Page 5: The Kwinana suburb of Orelia has thrown off its cheap tag to become one of three WA spots to make a list of the 10 best places in Australia to buy property.

Page 8: Laws that created a plum million-dollar job for a WA bureaucrat to live in luxury in London as our “agent-general” are so old they don’t even reference WA as part of Australia.

Page 8: Australia’s consumer watchdog would have the power to ask the courts to split up supermarket giants and crack down on duopolies if Parliament votes in favour of a new Bill.

Page 9: WA Ombudsman Chris Field was not aware of changes to the terms of his $450,000-a-year appointment because he did not read them, he revealed during a Corruption and Crime Commission hearing.

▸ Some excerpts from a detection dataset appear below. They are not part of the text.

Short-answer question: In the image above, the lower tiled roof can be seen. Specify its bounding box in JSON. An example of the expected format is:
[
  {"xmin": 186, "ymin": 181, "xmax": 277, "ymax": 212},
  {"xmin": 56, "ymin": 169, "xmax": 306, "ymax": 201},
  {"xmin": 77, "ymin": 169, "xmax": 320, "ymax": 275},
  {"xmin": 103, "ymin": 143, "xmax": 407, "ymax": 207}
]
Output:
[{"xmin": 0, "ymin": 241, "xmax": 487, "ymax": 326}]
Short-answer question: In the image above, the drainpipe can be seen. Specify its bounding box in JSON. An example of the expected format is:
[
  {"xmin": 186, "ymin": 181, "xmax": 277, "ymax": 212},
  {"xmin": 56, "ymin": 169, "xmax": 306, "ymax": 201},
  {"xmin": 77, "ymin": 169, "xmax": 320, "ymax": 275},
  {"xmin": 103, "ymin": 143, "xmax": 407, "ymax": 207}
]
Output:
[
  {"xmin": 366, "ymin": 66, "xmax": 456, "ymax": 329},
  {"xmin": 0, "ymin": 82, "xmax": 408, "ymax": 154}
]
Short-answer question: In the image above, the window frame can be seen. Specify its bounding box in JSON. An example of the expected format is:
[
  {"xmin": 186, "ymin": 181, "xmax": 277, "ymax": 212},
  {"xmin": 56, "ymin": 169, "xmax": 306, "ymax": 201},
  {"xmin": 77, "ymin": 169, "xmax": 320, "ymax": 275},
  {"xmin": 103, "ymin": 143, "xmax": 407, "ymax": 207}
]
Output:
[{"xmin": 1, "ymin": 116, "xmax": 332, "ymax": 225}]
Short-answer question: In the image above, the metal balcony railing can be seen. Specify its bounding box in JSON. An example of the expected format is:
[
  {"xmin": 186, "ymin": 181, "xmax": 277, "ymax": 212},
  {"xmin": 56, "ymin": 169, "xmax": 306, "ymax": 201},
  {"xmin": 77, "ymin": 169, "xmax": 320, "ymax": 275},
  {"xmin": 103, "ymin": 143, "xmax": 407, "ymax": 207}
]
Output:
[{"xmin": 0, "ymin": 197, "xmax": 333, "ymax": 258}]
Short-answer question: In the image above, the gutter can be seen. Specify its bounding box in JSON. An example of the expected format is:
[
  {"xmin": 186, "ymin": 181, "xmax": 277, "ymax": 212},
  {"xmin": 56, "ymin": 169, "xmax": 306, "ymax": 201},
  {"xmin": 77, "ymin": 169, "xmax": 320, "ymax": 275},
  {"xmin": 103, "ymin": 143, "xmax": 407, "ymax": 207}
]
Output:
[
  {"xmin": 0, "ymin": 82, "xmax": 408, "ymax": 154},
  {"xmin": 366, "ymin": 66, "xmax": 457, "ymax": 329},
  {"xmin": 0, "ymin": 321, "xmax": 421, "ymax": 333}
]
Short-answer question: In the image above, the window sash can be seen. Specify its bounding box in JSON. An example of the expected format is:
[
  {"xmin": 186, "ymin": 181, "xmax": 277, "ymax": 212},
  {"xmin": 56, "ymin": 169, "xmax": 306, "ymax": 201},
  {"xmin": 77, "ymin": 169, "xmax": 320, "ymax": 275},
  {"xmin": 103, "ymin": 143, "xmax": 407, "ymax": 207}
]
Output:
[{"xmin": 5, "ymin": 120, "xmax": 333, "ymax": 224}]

Page 10: The first C-series train will enter service next month in a major milestone for Labor’s 2017 election pledge to revive Perth’s railcar manufacturing industry as part of its broader Metronet commitment.

Page 17: The political fight over the federal government’s $2.4 billion gas tax will drag on for at least another month as the opposition resists pressure to wave through the changes.

Page 18: The consumer watchdog will examine the quality and state of competition in online searches, including how growth in artificial intelligence is affecting the sector and whether Australians should choose their mobile search browser, rather than it being pre-determined.

Page 19: One in five Australian small businesses is planning to invest in artificial intelligence, new research has found, as the technology rapidly evolves and looks likely to become transformative across industries.